Non-small cell lung cancer (NSCLC) is one of the deadliest and most prevalent cancers worldwide, with 5-year survival rates of ~28%. The molecular heterogeneity within NSCLC encompasses several types of genetic alterations, such as mutations, amplifications, and rearrangements, and can drive aggressive tumor behavior and poor response to therapy. Among these genetic alterations are ALK and ROS1 fusions. Though these fusion events are relatively rare, their identification is crucial for selecting effective targeted treatments and avoiding therapies with significant side-effects. Fluorescent in situ hybridization (FISH), immunohistochemistry (IHC), and sequencing of DNA and RNA are standard methods to detect ALK and ROS1 fusions, but they are costly, time-consuming, and require adequate tumor tissue. Here we employ deep learning models using whole slide images (WSIs) of hematoxylin and eosin (H&E)-stained formalin-fixed paraffin embedded (FFPE) NSCLC tumor specimens to identify tumors most likely to harbor ALK and ROS1 fusions in a cohort of 33,014 patients, out of which 306 and 697 patients are positive for ROS1 or ALK fusions, respectively. A vision transformer model (MoCo-V3) was trained as a feature extractor, followed by training transformer-based models to predict the presence of ROS1 and ALK fusions. Due to the limited positive sample size for ROS1, a two-step specialized training procedure was implemented to enhance prediction performance during cross-validation.
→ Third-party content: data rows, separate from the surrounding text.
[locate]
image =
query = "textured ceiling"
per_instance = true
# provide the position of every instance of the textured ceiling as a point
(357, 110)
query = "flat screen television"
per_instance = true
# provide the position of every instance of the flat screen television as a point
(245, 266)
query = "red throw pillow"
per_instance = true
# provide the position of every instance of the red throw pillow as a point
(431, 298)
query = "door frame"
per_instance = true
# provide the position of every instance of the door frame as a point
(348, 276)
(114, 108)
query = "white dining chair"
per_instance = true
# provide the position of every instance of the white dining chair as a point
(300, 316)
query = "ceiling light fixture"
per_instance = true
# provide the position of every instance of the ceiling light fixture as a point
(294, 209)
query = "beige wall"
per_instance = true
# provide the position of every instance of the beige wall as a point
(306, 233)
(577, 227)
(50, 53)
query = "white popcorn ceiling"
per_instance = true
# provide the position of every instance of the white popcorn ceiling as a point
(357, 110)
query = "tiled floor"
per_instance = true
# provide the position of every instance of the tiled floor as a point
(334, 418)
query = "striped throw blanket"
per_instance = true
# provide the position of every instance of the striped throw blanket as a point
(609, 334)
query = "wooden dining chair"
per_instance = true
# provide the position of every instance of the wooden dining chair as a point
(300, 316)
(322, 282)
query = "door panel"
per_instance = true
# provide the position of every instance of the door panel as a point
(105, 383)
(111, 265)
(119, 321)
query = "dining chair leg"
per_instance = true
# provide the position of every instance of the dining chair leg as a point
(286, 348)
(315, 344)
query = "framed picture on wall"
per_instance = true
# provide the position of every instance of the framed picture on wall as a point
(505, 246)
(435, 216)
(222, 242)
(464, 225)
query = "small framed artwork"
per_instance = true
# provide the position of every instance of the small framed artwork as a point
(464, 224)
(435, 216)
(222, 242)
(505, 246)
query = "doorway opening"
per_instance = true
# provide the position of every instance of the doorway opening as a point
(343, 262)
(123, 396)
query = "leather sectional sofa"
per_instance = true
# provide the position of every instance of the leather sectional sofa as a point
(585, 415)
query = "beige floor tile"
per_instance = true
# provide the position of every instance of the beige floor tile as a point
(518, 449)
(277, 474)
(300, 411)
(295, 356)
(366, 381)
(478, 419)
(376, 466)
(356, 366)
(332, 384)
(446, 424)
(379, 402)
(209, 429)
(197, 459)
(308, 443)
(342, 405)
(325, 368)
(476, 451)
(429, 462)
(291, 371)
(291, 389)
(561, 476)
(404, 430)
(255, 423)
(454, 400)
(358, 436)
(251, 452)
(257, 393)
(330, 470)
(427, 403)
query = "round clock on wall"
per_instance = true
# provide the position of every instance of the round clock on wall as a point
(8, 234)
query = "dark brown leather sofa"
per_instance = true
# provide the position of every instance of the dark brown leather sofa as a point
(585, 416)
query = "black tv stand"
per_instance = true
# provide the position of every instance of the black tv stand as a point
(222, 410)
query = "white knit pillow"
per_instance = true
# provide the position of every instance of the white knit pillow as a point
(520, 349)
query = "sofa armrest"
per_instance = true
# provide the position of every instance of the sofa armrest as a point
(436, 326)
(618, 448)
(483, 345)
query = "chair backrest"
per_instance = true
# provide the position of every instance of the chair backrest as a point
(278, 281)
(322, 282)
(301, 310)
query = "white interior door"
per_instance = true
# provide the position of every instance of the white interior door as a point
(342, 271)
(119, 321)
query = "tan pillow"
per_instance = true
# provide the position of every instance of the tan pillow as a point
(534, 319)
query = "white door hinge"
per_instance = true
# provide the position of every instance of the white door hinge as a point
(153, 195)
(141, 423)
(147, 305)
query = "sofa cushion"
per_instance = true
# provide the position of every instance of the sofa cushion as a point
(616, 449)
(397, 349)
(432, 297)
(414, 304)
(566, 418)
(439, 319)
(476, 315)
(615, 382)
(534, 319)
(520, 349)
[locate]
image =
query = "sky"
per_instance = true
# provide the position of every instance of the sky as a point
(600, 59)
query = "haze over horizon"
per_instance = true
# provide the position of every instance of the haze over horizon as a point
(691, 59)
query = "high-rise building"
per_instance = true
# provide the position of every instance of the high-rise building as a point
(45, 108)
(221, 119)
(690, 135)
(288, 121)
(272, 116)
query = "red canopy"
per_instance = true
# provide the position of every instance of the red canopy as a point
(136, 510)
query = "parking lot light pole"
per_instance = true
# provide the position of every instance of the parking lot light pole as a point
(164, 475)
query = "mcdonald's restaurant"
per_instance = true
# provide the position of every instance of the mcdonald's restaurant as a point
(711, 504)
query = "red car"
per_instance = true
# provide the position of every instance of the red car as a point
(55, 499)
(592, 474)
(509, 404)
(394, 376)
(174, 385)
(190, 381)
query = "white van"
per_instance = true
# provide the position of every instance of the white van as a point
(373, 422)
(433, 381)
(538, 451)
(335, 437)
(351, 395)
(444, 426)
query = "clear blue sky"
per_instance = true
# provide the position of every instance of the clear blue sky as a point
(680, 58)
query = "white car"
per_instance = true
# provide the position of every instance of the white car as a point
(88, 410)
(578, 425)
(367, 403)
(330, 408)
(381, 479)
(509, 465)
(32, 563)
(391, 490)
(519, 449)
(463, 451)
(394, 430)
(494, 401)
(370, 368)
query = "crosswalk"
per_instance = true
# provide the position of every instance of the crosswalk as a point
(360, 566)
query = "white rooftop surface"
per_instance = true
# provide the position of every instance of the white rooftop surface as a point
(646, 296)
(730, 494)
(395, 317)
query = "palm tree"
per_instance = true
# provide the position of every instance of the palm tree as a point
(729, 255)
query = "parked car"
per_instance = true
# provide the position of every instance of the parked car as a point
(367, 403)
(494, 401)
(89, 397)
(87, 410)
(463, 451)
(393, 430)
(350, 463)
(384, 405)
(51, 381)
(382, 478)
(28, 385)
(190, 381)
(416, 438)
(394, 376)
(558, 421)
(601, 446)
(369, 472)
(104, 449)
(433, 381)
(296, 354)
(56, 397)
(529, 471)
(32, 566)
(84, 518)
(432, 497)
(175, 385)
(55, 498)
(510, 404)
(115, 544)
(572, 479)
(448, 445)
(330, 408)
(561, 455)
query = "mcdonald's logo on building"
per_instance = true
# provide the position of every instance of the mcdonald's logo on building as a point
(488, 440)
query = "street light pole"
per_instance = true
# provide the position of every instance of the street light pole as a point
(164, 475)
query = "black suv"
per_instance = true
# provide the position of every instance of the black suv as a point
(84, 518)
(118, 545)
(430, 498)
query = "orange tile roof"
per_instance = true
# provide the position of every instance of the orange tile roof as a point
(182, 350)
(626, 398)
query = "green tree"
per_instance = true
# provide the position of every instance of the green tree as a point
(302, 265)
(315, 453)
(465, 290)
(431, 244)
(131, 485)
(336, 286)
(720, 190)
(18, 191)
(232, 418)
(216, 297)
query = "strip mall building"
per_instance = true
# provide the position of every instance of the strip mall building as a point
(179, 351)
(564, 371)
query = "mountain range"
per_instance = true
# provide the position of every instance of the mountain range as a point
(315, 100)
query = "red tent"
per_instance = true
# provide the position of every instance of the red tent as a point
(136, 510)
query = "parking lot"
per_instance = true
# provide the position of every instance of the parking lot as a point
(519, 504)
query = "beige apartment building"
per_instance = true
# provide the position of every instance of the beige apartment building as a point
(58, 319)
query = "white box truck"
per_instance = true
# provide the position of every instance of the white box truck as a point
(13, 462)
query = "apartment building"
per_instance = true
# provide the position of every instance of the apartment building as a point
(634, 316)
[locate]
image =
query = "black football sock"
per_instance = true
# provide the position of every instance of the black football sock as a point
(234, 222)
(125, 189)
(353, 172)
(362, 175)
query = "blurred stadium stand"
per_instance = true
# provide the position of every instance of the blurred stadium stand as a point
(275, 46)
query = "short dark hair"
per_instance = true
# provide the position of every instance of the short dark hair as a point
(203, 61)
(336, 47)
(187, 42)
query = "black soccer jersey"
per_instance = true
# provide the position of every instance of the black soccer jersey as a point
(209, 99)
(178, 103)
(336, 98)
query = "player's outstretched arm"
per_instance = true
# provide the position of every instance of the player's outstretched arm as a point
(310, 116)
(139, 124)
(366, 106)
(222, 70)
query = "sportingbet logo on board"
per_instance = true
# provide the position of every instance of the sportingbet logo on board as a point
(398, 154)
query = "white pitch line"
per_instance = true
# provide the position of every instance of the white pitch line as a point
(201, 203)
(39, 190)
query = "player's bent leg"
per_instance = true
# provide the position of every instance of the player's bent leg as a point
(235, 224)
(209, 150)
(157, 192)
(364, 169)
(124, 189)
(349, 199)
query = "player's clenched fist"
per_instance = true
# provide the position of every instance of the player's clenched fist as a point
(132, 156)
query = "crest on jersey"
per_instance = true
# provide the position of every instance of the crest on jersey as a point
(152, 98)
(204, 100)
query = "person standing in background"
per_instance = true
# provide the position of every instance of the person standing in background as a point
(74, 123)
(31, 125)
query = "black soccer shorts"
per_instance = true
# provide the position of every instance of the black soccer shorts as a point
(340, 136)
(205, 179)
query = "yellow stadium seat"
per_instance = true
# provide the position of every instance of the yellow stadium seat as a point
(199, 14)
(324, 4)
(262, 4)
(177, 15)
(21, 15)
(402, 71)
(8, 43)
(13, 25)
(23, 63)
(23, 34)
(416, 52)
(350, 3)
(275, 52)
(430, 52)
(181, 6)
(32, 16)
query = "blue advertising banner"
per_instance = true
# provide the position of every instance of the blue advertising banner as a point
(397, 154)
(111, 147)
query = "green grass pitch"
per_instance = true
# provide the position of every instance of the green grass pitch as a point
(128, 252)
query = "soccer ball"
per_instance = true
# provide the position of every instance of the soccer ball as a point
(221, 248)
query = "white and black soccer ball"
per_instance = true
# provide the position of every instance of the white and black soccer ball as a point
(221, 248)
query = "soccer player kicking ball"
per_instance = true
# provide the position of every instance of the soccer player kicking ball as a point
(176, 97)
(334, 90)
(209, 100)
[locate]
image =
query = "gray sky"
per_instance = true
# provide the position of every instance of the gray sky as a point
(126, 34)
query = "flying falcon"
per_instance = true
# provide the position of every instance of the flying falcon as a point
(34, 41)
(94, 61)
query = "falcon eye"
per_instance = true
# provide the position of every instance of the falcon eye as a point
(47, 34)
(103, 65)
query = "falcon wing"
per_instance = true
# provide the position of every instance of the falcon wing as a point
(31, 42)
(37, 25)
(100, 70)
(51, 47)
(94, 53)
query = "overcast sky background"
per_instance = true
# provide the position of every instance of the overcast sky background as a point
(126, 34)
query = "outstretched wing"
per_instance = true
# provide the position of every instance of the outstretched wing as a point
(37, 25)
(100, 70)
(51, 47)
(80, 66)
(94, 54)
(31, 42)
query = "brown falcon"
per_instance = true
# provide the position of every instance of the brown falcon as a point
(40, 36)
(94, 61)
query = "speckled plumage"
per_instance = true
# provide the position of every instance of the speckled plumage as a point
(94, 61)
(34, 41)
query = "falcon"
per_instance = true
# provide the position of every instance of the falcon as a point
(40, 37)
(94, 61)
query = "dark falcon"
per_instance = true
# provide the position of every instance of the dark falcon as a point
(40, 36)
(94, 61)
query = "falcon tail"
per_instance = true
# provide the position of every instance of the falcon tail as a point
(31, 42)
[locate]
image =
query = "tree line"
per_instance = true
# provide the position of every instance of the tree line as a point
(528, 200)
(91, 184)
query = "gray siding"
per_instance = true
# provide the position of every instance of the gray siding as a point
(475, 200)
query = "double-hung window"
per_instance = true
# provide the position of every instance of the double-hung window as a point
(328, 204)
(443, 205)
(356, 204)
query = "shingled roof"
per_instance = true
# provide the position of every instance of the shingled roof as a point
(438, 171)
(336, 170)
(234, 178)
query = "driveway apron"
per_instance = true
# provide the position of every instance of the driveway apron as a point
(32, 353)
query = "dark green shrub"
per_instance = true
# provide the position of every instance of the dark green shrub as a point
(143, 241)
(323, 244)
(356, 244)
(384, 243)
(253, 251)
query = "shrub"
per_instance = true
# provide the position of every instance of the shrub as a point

Our approach achieved receiver-operating characteristic areas under the curves (ROC AUCs) of 0.85 for ROS1 and 0.84 for ALK on a holdout dataset, demonstrating the effectiveness of this method. This framework holds significant potential for clinical application by offering a scalable, accurate, and cost-efficient method for detecting ALK and ROS1 fusions. Furthermore, it may serve as a pre-screening tool to identify candidates for confirmatory diagnostic testing and clinical trials, ultimately improving the efficiency of selecting appropriately targeted therapies for NSCLC patients.